Dickstein Shapiro Dissolves
After close to 65 years, Dickstein Shapiro is "no longer engaged in the practice of law."
The firm's website gives you the above message. More than 100 of the remaining Dickstein lawyers have joined Blank Rome (13 in New York, 93 in DC), announced Blank Rome on Thursday. The acquisition grows Blank Rome by about 20% to 620 lawyers and is the largest transaction in the firm's 70 years. This comes after a possible merger deal between Dickstein and Bryan Cave fell apart late last year.
A few years ago, Dickstein had more than 300 lawyers. Before yesterday, it was down to fewer than 130.

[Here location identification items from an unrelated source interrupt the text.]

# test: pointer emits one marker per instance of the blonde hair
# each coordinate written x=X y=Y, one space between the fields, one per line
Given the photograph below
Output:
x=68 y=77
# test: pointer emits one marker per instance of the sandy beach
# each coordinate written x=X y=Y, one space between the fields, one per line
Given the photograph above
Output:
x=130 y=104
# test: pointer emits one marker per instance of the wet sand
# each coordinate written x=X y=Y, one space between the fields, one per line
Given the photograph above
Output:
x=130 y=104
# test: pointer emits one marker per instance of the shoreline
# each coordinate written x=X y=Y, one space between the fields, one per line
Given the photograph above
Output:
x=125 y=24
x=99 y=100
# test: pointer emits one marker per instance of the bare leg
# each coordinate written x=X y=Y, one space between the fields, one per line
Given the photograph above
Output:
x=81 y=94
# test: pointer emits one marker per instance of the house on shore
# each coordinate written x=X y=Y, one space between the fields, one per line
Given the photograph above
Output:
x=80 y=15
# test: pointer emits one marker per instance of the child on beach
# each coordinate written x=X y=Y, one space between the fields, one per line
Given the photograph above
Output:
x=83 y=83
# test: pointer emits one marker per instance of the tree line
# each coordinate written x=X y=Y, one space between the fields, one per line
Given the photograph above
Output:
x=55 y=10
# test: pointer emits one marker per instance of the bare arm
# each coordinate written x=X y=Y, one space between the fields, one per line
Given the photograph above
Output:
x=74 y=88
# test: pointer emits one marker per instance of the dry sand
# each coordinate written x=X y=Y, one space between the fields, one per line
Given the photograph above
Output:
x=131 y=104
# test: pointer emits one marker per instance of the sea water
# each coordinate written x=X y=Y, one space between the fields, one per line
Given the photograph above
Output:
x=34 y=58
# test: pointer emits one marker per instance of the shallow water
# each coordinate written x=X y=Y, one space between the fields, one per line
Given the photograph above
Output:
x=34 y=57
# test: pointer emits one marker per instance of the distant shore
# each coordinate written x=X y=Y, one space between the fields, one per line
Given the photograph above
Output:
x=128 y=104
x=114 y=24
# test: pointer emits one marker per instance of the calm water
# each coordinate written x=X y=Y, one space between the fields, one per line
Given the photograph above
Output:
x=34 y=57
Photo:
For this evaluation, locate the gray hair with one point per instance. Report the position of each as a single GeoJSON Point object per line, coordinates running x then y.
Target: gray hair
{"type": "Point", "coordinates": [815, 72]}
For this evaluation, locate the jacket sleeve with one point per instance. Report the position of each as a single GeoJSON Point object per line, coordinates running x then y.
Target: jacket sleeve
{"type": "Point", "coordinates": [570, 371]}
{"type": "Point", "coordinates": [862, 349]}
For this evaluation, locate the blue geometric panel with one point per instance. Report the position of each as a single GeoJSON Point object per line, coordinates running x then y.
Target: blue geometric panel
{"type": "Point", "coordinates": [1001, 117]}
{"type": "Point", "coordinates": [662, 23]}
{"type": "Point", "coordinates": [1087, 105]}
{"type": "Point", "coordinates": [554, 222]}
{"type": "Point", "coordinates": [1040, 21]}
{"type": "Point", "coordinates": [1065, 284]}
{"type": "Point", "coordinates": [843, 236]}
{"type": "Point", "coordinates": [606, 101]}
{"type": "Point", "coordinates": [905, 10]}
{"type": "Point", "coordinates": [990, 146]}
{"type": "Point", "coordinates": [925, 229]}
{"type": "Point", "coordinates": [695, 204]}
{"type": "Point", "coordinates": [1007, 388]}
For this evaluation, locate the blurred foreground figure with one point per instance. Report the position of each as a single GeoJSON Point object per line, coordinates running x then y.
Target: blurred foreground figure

Former Dickstein chairman Jim Kelly (above) will head Blank Rome's DC office. Blank Rome assumed the lease on Dickstein's office at 1825 Eye St and is planning to move its existing 50 DC lawyers from the Watergate complex into Dickstein's space. This addition triples the size of its presence in DC. Blank Rome, which opened in DC in 1998 through a merger, was founded in Philadelphia.
The Dickstein partners joining Blank Rome have an average of more than 20 years with Dickstein, according to a statement from Blank Rome chairman Alan Hoffman.
A slew of departures preceded Dickstein's dissolution. Exits within the last month have included DC managing partner Richard Leveridge (to Adams Holcomb), corporate attorney Neil Lefkowitz (to Loeb & Loeb), criminal defense attorney Biz Van Gelder (to Cozen, which also picked up a 10-person State AG practice from Dickstein in 2015), five antitrust lawyers headed by James Robertson Martin (to open an office for Zelle), and a nine-partner corporate group in Stamford, Connecticut (to open a Stamford office of Holland & Knight headed by Evan Seideman).
Blank Rome is creating two new practices with the addition of the Dickstein lawyers: government contracts, headed by David Nadler, and insurance coverage, headed by Jim Murray (right, with former Dickstein lawyer Kirk Pasich, who left with nine others to launch an insurance practice at Liner last year).
Established Blank Rome practices growing include intellectual property (which will be co-headed by Dickstein's Jeffrey Sherwood), litigation, and corporate and finance.